As the book goes on, Eliot examines the way that marriages based on the typical nineteenth-century courtship can very easily fall apart, the way that people with the best intentions can end up responsible for very unpleasant things, and the question of how the hell you can ever manage to change the world when the world is really really resistant to change. . . . which makes it sound depressing, but it's really not as much; things overall end suprisingly well. Her characters are complete and well-rounded - including Middlemarch the town itself, which is very much an entity throughout the course of the novel, and maybe even the main character - and she doesn't fall into the trap common in nineteenth-century novels, and even Eliot's other books, of making the good characters TOTAL AND PURE AND FLAWLESS paragons. Though she's harder to read than, say, Dickens, she's worth the time and effort.

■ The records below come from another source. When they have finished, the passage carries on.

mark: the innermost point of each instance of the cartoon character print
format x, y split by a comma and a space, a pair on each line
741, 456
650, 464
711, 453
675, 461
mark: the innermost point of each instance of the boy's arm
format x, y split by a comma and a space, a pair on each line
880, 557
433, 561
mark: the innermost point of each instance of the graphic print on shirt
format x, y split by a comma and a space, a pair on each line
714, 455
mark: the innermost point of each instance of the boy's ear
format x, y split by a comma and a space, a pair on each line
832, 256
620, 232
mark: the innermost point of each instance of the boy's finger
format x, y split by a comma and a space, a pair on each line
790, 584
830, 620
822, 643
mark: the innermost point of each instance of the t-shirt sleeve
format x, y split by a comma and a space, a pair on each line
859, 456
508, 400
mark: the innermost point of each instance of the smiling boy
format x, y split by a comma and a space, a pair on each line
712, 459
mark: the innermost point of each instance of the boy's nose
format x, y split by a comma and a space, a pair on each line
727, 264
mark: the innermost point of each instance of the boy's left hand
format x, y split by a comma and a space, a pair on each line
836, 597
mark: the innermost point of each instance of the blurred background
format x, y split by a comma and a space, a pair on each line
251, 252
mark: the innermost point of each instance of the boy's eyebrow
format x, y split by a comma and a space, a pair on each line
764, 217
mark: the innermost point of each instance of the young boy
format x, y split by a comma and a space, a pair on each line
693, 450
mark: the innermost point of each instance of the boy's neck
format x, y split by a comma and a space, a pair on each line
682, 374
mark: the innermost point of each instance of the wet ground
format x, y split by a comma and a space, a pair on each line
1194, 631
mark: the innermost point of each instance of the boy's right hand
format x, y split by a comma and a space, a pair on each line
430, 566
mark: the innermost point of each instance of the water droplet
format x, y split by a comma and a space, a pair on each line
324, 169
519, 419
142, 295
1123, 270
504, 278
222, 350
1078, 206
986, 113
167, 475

. . . and I was going to write up several other books here too, but I need to get lunch and then go to a meeting instead, so you will have to LANGUISH IN SUSPENSE. Or, alternately, put up with even more entries on your flist. Next up: The Monk, The Unknown Ajax, and The Revenger's Tragedy in both literary and filmed form (Christopher Eccleston murders Eddie Izzard, guys!)

Date: 2008-01-23 05:14 am (UTC)
the_croupier: (Coffee!!)
From: [personal profile] the_croupier
Oh! Which one? The Mysteries of Udolpho? That's the one I read and really liked it.

Date: 2008-01-23 06:18 am (UTC)
the_croupier: (Goth)
From: [personal profile] the_croupier
Ohh, too bad. But then again, The Italian is supposed to be very good too.

Northanger Abbey was great. I need to read that again, though. It's been quite a while.